Una vez más, la temporada orbita alrededor de Tadej Pogacar, el astro rey de la galaxia de la bicicleta. Entendiendo que una cosa es la excelencia y otra muy distinta, inalcanzable, la perfección. Aceptando que es posible la superioridad, pero no la infalibilidad, el ciclismo entero se pregunta cuántas carreras y cuáles puede ganar el esloveno. Sabiendo que es capaz de vencer en cualquiera de ellas, aunque no en todas, casi interesa más centrarse en quienes son susceptibles de derrotarle en algunas. Hay el mismo interés, el mismo placer en ver ganar a Pogacar que en verlo perder, a la vez que nos preguntamos si, a los 27 años, seguirá progresando. Y si es así, hasta cuándo y de qué forma.
Tadej obtuvo 20 victorias en 2025, más que nadie, para plantarse en las 108 a lo largo de su trayectoria. Y su equipo, el Emiratos Árabes Unidos (UAE), alcanzó 97 de la mano de 20 corredores diferentes. Estos datos significan tanto un resumen de la campaña pasada como un preámbulo de la actual. Los mismos interrogantes que nos planteamos respecto a Pogacar, nos sirven con relación a su equipo.
Cuarenta y seis años después de ingresar como estructura en el pelotón internacional y seguir en él con diferentes patrocinios (Reynolds, Banesto, Illes Balears, Caisse dÉpargne), Movistar es de nuevo el único representante español en la máxima categoría de escuadras. Ha incrementado la españolización de la plantilla. Pero no calará del todo en el aficionado nacional mientras la estrella del grupo, alguien con galones homologables en el exterior, sea un extranjero. Alejandro Valverde fue el último compatriota en portar la bandera. Enric Mas, el anunciado, no llenó el vacío dejado por el murciano, y a los 31 años va a ser un novato en el Giro, en busca de una improbable reinvención en un escenario inédito.

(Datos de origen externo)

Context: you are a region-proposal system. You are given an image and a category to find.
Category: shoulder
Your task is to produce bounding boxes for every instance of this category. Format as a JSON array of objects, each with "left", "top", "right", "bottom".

Coincidirá allí con Mikel Landa, veterano de ocho ediciones, que, a los 36 años, regresa, nostálgico, a donde conoció sus mejores días. Los dos, profesionales, no obstante, por encima de la media, han sido víctimas de sus propias limitaciones y de un frecuente mal fario en forma de caídas y enfermedades. Una combinación que les ha condenado a un palmarés somero y ya antiguo. Mas no gana una carrera de cualquier rango desde 2022. Landa, desde 2021. La actual figura del Movistar, recién adquirida, es el joven belga (23 años el 28 de febrero) Cian Uijtdebroeks. El equipo, necesitado de un acicate y un revulsivo, se ha puesto en sus manos y le entregará la jefatura de filas en el Tour.

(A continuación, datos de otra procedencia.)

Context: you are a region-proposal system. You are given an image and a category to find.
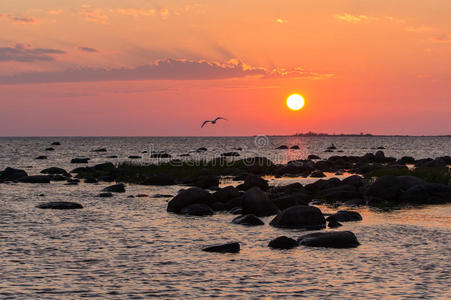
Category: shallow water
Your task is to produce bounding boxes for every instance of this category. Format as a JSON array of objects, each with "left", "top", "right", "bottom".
[{"left": 0, "top": 139, "right": 451, "bottom": 299}]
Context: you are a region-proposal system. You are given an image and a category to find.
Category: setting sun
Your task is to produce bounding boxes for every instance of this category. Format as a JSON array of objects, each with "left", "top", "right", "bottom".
[{"left": 287, "top": 94, "right": 304, "bottom": 110}]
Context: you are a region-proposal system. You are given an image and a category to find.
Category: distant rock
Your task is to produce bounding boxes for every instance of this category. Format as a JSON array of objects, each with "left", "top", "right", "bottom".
[
  {"left": 298, "top": 231, "right": 360, "bottom": 248},
  {"left": 102, "top": 183, "right": 125, "bottom": 193},
  {"left": 232, "top": 214, "right": 265, "bottom": 226},
  {"left": 270, "top": 205, "right": 326, "bottom": 230},
  {"left": 202, "top": 242, "right": 240, "bottom": 253},
  {"left": 36, "top": 202, "right": 83, "bottom": 209},
  {"left": 268, "top": 236, "right": 299, "bottom": 250}
]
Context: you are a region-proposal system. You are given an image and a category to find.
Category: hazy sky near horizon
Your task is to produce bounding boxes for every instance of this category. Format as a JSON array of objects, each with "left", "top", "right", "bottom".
[{"left": 0, "top": 0, "right": 451, "bottom": 136}]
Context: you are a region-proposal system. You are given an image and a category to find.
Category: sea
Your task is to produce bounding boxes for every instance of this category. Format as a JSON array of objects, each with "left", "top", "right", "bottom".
[{"left": 0, "top": 135, "right": 451, "bottom": 299}]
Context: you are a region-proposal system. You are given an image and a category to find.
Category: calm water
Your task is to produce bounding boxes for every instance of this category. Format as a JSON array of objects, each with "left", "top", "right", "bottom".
[{"left": 0, "top": 137, "right": 451, "bottom": 299}]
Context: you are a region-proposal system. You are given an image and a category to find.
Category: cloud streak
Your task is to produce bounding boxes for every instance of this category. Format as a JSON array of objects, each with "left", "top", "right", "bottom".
[
  {"left": 0, "top": 44, "right": 66, "bottom": 62},
  {"left": 0, "top": 59, "right": 333, "bottom": 84}
]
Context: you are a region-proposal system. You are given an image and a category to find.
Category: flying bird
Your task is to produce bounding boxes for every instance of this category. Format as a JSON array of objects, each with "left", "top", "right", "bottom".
[{"left": 200, "top": 117, "right": 227, "bottom": 128}]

Hacen falta nombres de aquí que ilusionen. Asoman chavales por el horizonte. Entretanto, depositamos en Juan Ayuso, un talento puro y un carácter difícil, mudado con alivio mutuo del UAE al Lidl-Trek, nuestras mayores esperanzas. A Carlos Rodríguez (Ineos) sólo le deseamos la necesaria salud y la imprescindible suerte para que se una a Juan en el empeño.